This is just a strange and random one-shot I came up with. It is very OOC! It probably doesn't make sense, but that isn't really important. I do not own the Artemis Fowl plot or characters. One final warning: this is majorly out of character.

Artemis Fowl shut his laptop, leaving it on the kitchen table. He had hatched another great plan, but there was something missing. He would need some of Butler's contacts. The bodyguard had not shown himself all day. Artemis made his way to the stairs, pushing past Myles and Beckette to get up. Halfway up he vowed to get an elevator; these stairs were murder.

He found Butler's bedroom and knocked on the door. He knocked again. Nobody answered, so he nudged open the door. Butler was spread across the bed, his mouth open and snoring.

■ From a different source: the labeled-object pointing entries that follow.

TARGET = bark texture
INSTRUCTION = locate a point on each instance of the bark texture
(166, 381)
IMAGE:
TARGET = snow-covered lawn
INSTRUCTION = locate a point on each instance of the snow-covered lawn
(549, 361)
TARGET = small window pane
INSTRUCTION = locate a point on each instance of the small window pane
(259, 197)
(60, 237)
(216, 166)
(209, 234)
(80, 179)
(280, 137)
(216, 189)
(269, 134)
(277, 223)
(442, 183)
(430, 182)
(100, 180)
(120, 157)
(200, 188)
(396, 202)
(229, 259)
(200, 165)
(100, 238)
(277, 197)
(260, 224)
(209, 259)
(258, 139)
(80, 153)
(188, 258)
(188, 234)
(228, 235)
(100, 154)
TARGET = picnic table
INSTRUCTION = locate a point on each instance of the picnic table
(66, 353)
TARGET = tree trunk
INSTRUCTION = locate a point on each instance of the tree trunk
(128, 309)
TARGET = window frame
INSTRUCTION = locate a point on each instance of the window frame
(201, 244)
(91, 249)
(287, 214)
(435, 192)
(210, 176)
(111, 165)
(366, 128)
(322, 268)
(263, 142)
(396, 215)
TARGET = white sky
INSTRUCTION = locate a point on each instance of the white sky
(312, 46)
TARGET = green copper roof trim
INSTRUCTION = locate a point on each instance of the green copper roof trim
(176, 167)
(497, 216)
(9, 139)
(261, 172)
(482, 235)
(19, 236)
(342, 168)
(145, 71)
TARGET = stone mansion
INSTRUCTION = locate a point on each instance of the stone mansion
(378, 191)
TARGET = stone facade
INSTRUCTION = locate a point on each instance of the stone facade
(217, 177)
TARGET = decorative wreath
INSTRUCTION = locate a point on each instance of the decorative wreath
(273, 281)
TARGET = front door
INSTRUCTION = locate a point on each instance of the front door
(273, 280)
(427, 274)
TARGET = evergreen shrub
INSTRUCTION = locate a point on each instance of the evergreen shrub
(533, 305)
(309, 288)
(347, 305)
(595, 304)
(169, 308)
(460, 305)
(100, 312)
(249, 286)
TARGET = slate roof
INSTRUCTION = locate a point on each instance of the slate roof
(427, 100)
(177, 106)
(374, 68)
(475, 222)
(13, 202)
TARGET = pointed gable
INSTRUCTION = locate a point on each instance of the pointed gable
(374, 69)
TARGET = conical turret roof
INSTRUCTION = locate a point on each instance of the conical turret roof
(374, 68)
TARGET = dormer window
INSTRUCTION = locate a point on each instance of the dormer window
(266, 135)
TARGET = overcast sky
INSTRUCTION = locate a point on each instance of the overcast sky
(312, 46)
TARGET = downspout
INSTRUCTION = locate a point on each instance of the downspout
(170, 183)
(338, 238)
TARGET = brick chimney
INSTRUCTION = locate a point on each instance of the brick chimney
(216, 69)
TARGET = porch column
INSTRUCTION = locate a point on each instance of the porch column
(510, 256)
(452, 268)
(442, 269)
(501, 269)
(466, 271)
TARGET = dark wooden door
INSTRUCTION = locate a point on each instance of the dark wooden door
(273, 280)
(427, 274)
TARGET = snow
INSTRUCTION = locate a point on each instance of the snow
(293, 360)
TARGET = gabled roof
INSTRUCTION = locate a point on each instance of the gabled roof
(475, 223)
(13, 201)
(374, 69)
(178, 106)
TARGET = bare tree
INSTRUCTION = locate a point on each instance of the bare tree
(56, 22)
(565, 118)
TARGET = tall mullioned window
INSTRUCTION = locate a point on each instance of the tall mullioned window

Artemis approached cautiously, like he would a sleeping bear. Not that he would ever be as stupid as to approach a bear, sleeping or otherwise. He prodded Butler, gently the first time, but then harder. He kept prodding his arm, getting no response. "Butler" he said. "Butler, get up. Get up, now! Butler!"

He tapped Butler's face, still trying to wake him. "Butler, wake up! It's half twelve in the afternoon, how can you still be asleep? Get up!" Out of frustration, he slapped Butler across the face. He didn't respond. Artemis stepped back, resting his hand on the bedside cabinet. It brushed against a piece of paper. Artemis picked it up, glancing at the number written on it. "Who in heaven's name is Rachel?" he murmured, putting the note back down and prodding Butler one last time.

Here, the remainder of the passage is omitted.